The scene at the bout is something like a slapstick comedy. Skaters on the Devil’s team sport black homemade outfits, mostly spandex and tutus; Angels look the same, but in white.
Hardly a minute into the first quarter of the bout, Taryn “It Up” Draper, 23 gets a technical penalty. Forced to spin the penalty wheel, she lands on “Spank Alley.” She has to skate around the rink while fans and players from both teams smack her ass.
When Jesus spanked her, I realized this was a light-hearted version of a real derby bout. It all fits into their mission statement: “We don’t mind silliness, sluttiness or sloppy skaters. We skate by our own rules, which are catered to make the game more fun for us and our spectators.”
Draper, who also handles recruitment, has been with the organization for about a year, since it became an officially chartered club. She’s one of the toughest and most experienced girls on the rink.
“Everyone’s out to get me,” she jokes of her teammates-turned-opponents. “That’s what it is.”
Throughout the night, one-on-one fights keep turning into giant brawls with members from both teams wrestling opponents to the ground. It’s fun to watch, but none of the girls are really trying to hurt the other.

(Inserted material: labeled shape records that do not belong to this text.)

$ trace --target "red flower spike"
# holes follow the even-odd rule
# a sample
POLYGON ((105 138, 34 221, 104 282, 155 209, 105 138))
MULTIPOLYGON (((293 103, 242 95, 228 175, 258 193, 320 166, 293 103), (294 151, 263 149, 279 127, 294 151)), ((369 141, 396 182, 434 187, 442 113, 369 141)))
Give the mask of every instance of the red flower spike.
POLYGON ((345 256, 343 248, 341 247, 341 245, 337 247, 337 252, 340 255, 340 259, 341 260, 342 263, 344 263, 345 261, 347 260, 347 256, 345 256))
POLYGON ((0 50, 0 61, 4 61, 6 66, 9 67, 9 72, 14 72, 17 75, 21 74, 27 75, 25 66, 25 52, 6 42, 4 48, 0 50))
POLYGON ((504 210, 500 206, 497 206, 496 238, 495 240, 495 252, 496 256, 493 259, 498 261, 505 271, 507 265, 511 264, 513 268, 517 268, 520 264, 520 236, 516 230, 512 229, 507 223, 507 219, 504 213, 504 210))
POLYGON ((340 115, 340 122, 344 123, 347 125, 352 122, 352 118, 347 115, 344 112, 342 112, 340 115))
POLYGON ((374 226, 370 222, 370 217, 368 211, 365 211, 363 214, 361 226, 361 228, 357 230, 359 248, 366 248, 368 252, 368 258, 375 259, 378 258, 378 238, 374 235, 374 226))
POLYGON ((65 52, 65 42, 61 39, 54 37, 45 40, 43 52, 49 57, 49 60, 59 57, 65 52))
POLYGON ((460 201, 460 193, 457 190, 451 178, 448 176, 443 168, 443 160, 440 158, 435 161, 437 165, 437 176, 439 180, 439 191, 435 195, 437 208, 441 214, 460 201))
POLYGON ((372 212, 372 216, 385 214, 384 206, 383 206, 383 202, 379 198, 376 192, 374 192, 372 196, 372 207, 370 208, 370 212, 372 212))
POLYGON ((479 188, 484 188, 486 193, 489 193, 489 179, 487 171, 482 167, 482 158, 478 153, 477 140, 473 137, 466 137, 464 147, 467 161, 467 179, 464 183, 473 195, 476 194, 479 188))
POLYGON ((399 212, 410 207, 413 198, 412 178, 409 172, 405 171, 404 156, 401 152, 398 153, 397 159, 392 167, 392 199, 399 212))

The most intense fight was when Angels coach Kalie “Patty Melt” Giareina, 23, skated onto the track to replace a member of her team in the fourth quarter. After shoving down nearly every skater she passed, the refs told her she couldn’t skate.
Giareina, a pint-sized skater, jumped onto the ref, a 6-foot tall man, grabbed him around the neck, wrapped her legs around him and slammed him to the ground. Hard. From there, she pinned him and hit him in the chest until the other refs managed to peel her off.
She was ejected from the game two minutes before the eight-minute quarter ended.
“I learned how to fight like that from the team,” she said, after the bout. “I think when you become a derby girl, you get a lot of courage in a lot of different ways.”
Reno Roller Girls is in the process of becoming a non-profit organization. But for now, all proceeds from the bouts and fundraising events are going toward their goal of building a bank track.
Battle Born Derby Demons
As part of the Women’s Flat Track Derby Association, Battle Born Derby Demons follows a strict set of rules during bouts. For example, while fights do happen, skaters are immediately ejected. When fights do break out, they’re not pillow fights.
Think of it like this: If Reno Roller Girls are a group of friends playing touch football in the backyard, then Battle Born is the New York Giants fighting through the playoffs, hoping to take on the New England Patriots.
Battle Born, a non-profit organization that donates its earnings to various local charities, is working on being ranked in the Women’s Flat Track Derby Association, a national association with over 250 teams. They plan to have that done by next season.
“A lot of our interests go to charitable events that help women,” says Finholm, 37, a community liaison and skater representative for the organization. She estimates that Battle Born raises close to $2,000 a year for charities.
Battle Born, consisting of about 40 members, never holds bouts between its own members. Instead, the team holds practice four times a week and puts its best skaters in bouts while newer and less-experienced members help run the events.
Now recruiting for next season, Battle Born Derby Demons, like Reno Roller Girls, would like to get enough members to create a four-team league.
“We actually play leagues from other areas,” says Michelle “Fitts n’ Giggles” Calhoun-Fitts, 34, a skater and publicist.
Playing teams from out of town is one thing on which the group prides itself. And with sponsors, including the Sands Regency Casino Hotel, Battle Born is able to put opponents up in hotel rooms, making them an attractive team with which to bout.
“We want to go to national championships,” says one enthusiastic team member. “We want to bout these teams that are fucking kick ass. And we want to kick their ass!”